Forest City - Because there was no [tax] collector in Forest City, and the schools were likely to be crippled for want of funds that were justly due, Prof. C. T. Thorpe, of Forest City, accepted, on the grounds of good citizenship and duty as he saw it, the collectorship, and is now proceeding with the work. The citizens of Forest City ought to appreciate this move on the part of Prof. Thorpe, and pay their taxes promptly, thus saving him much work that he ought not to be called upon to do.
Harford - There will be a platform dance at the Harford Fair, afternoon and evening, Sept. 25. A fine new platform has been erected outside. The Brevier orchestra, which gave such excellent satisfaction last year, will furnish music.

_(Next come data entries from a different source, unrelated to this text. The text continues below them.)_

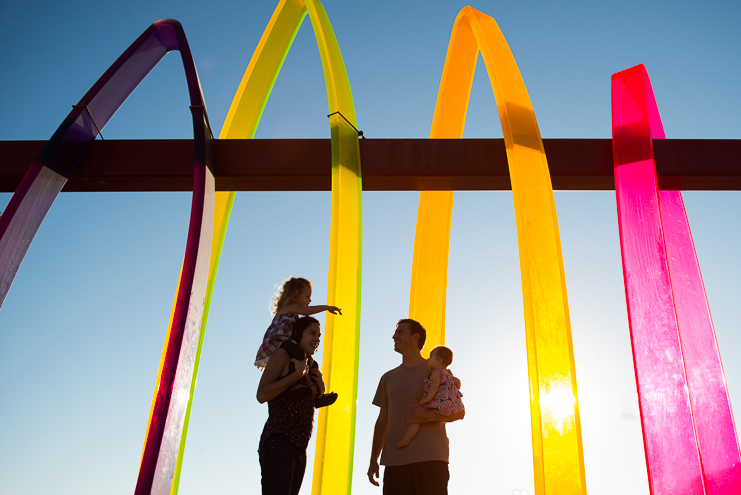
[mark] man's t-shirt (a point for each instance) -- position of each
(399, 390)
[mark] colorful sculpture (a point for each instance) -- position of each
(688, 431)
(336, 429)
(558, 458)
(689, 435)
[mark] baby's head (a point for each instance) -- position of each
(440, 357)
(294, 290)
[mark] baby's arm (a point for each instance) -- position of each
(309, 310)
(435, 379)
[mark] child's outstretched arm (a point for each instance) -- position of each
(310, 310)
(435, 379)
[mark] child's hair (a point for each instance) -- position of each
(444, 353)
(288, 292)
(416, 327)
(301, 325)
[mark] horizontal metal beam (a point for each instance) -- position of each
(387, 164)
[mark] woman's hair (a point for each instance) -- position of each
(444, 353)
(301, 325)
(288, 292)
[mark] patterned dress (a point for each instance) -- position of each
(280, 330)
(293, 418)
(447, 399)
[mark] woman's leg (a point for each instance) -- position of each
(277, 463)
(299, 467)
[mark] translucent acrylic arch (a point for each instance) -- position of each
(688, 430)
(556, 433)
(336, 428)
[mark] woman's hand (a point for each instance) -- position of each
(301, 367)
(316, 377)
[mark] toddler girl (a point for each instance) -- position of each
(442, 394)
(292, 300)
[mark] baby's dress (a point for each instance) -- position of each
(447, 400)
(280, 330)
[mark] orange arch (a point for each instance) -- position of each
(556, 432)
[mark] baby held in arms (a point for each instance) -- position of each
(442, 390)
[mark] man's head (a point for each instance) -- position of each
(409, 334)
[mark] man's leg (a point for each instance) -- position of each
(430, 477)
(397, 480)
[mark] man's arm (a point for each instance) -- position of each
(423, 415)
(379, 437)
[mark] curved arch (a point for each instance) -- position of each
(556, 432)
(336, 429)
(689, 436)
(50, 171)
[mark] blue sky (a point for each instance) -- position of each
(82, 328)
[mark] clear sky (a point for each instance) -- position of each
(82, 328)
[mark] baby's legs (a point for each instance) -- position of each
(411, 431)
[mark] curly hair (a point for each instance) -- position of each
(444, 353)
(288, 293)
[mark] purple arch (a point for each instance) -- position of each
(49, 172)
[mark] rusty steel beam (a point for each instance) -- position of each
(387, 164)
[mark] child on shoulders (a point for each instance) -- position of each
(291, 301)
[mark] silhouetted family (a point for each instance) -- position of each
(416, 399)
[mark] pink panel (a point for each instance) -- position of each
(672, 455)
(711, 407)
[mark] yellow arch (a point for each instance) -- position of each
(336, 428)
(556, 432)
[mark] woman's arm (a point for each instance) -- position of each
(316, 377)
(271, 385)
(435, 379)
(309, 310)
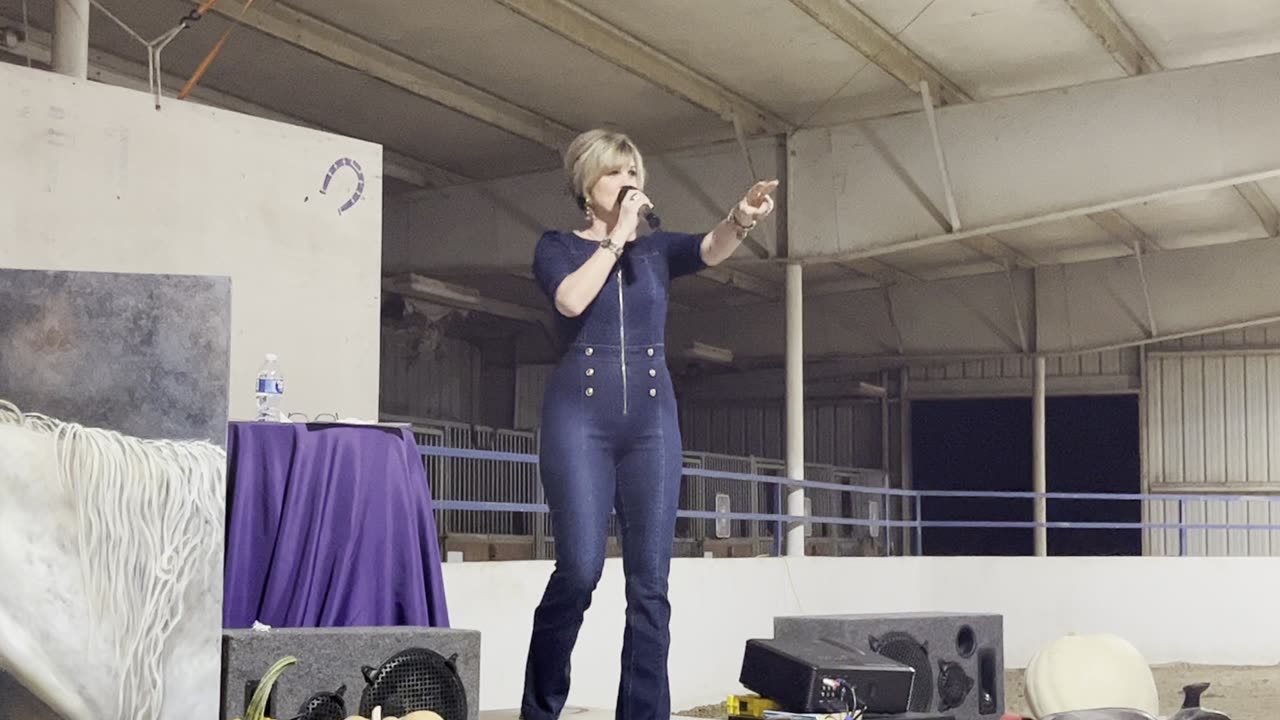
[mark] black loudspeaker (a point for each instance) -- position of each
(824, 675)
(959, 659)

Uniondale - It seems to us, farmers will do well to note the fact that fat stock of all kinds are bringing good prices. It has been a good many years since buyers have shipped fat cattle from these parts to the large city markets. S. H. Bronson has already sent several cars of cattle, sheep and hogs to New York.
New Milford - Clarence Snyder, of East Lenox, has begun his vocation as principal of the New Milford schools.
Springville - James Blakeslee is the loser of a vicious horse; instead of killing someone, she made a finale of herself. Getting enraged, she threw herself backwards, striking her head on a stone and killing herself instantly.
Dimock - Charles Main is getting his cider mill ready to grind the farmer's apples when the weather is cooler.
News Briefs - Persons having a tendency to in any way meddle with the rural free delivery boxes should bear in mind that they are liable to a fine of $1,000 or three years imprisonment for so doing. Better let them alone. AND President Roosevelt had a narrow escape from death yesterday. Secret Service Agent Craig was killed and Driver Pratt received a fractured skull, and the President was slightly bruised and cut, their carriage being struck by an electric car near Pittsfield, Mass. The carriage was smashed to pieces. The motorman and conductor of the trolley car were arrested. AND Hon. Otis Avery, of Honesdale, has completed his 94th year and still has the distinction of being the oldest practicing dentist in the world.